OpenTable take: We take care to vet third-party vendors to ensure they practice safe computing and we require all vendors to abide by applicable laws and regulations as well as adhere to industry standards related to data privacy and security.
We don’t share or sell identifiable data without the restaurant’s permission unless needed for the provision of the services.

5. Misuse of guest data

Guest information is sensitive and must be treated in a secure manner to keep it out of the hands of bad actors. For instance, if a phishing actor gained account access, they could export guest data, if certain checks weren’t in place.
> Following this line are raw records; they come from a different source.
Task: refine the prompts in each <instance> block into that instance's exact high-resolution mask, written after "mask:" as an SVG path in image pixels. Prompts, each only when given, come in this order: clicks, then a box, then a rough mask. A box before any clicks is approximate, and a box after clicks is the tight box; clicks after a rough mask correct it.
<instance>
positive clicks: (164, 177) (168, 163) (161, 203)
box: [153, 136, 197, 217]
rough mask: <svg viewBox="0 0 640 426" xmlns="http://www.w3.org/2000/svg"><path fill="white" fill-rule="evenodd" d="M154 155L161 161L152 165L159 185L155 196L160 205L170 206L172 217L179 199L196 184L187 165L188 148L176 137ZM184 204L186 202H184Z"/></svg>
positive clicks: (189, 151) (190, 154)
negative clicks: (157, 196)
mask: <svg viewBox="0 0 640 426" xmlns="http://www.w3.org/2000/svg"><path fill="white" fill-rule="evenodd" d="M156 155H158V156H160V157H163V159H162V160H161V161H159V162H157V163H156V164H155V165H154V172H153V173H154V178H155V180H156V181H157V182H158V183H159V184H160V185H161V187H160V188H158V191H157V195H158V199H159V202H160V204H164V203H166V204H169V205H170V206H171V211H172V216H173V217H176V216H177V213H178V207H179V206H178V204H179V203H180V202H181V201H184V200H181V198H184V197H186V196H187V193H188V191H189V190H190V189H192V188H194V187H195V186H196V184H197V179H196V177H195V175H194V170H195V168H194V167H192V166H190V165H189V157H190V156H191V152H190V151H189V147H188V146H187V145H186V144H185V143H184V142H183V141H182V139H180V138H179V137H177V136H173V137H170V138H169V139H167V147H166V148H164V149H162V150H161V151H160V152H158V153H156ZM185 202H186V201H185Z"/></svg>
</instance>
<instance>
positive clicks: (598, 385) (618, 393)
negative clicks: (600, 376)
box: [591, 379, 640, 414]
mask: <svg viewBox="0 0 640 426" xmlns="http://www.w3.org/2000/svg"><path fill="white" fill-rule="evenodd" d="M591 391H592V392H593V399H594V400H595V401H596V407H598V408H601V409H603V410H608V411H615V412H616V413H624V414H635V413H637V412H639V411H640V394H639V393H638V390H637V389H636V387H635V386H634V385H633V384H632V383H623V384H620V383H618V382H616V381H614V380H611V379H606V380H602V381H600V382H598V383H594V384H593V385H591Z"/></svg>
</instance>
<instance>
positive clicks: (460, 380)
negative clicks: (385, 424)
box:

If you download guest and reservation information, store it in a secure manner. When guest data is on OpenTable servers, we handle it securely and with care. When you export it, it’s up to you to do the same (and we’ll provide you with information and guidance to handle it with care).

A good rule of thumb is to treat guest data as you would want your sensitive data to be treated: respect how guests want it shared, keep it secure, keep it only if you need it, and use it only as intended.

OpenTable take: If you need to export guest data from OpenTable such as contact details or reservation history, it is sent to the main user on the restaurant account. Access controls determine which logged in users can even request a guest data report. This helps prevent bad actors from gaining access to guest information. Make sure your credentials for OpenTable and your email are different in case a bad actor gains access to one set of login details.

These are just a few of the most common data threats restaurants may face. In general, use good judgment and confirm the identity of any suspicious contacts. Talk to your staff and educate them on best practices when dealing with guest or restaurant data and potential risks.